La porte s’ouvrit brusquement. Fegan détourna les yeux du cou de Caffola. « Ça chauffe, annonça Patsy Toner, le visage réjoui. Il y a des flics partout et des gamins qui dressent une barricade. C’est du sérieux. Une vraie baston qui se prépare. »
Caffola regarda tour à tour Toner, puis Fegan. « Putain, ça va faire du bien », dit-il.
« Comment ça a commencé ? demanda Caffola, incrédule, en avisant le tas fumant de matelas, de palettes et de détritus entassés au milieu de Springfield Road, à quelques mètres du croisement avec la rue du pub.
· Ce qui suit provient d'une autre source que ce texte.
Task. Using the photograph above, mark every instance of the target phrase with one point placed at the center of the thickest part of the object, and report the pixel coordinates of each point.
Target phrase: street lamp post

Une trentaine de jeunes, essentiellement des enfants, faisaient cercle tout autour en scandant des slogans.
Plusieurs Land Rover de la PSNI[7] attendaient à une trentaine de mètres, moteurs ronflants. Les véhicules étaient moins intimidants qu’autrefois, avec leur nouvelle peinture à rayures blanches qui remplaçait le gris uniforme de la guerre. Les flics ne portaient pas l’attirail militaire, pas encore, mais bientôt, d’autres viendraient en renfort.
Devant ce spectacle, Fegan se sentit pris d’un trouble étrange, une accélération de tous ses sens. Les Suiveurs l’avaient quitté ; leurs ombres s’effaçaient. Il demeura en retrait contre le mur, pendant que Caffola et Toner arpentaient le trottoir.
7
PSNI : Police Service of Northern Ireland. Service de police qui a remplacé la RUC (Royal Ulster Constabulary) en 2001, tout en conservant les mêmes véhicules blindés.